388.6 – Ils s’embrassent et ils se séparent alors que les autres reviennent, descendant en courant la colline, en agitant de larges fouaces et des fromages frais.

Ils s’assoient sur l’herbe verte et partagent la nourriture en racontant qu’ils ont été bien accueillis parce que, dans les quelques maisons, il y a des gens qui connaissent les bergers disciples et qui sont favorables au Messie.

“Nous n’avons pas dit que tu étais là, car autrement…” termine Thomas.

“Nous tâcherons de passer par ici un jour. Il ne faut négliger personne” répond Jésus.

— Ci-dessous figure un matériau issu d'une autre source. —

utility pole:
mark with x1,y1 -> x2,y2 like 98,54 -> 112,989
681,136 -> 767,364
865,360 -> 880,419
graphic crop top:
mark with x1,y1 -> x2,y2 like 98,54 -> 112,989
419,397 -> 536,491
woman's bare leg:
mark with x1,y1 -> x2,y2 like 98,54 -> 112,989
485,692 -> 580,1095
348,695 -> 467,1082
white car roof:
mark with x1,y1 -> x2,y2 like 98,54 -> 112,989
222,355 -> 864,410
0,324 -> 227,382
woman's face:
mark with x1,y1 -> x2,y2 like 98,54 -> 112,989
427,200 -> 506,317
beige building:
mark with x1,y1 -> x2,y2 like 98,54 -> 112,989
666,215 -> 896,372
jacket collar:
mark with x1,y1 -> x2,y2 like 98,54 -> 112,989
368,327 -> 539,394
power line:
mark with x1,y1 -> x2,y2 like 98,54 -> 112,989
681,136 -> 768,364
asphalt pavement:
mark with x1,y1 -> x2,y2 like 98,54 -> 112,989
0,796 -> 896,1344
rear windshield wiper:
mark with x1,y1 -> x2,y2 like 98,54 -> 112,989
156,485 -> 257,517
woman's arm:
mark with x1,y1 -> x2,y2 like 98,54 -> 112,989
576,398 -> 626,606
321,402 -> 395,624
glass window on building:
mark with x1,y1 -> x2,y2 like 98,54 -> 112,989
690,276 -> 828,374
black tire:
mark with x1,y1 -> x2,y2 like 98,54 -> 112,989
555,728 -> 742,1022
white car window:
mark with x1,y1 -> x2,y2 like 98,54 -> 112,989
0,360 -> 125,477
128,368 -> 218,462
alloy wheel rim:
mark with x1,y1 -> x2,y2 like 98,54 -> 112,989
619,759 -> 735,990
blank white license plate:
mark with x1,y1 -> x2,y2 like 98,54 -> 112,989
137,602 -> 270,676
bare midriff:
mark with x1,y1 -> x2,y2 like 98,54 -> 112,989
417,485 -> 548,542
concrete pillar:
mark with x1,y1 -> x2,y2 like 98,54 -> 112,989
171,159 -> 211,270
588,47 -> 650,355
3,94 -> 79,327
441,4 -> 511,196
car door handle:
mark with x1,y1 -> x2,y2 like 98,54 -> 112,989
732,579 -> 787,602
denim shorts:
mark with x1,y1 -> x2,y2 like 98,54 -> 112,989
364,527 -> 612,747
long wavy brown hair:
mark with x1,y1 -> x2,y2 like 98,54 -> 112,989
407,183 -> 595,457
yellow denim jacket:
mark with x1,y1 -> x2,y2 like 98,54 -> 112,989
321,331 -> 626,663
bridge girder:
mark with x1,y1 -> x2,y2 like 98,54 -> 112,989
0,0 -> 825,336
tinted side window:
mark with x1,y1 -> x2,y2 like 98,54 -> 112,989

Le repas prend fin. Jésus se lève et bénit les deux qui vont à Béthanie et qui n’attendent pas le soir pour reprendre la route, car la vallée est ombragée et pleine de sources.

Jésus, et les dix qui restent, de leur côté s’étendent sur l’herbe et se reposent en attendant le crépuscule, pour revenir vers la route d’Engaddi et de Massada, comme je l’entends dire à ceux qui sont restés.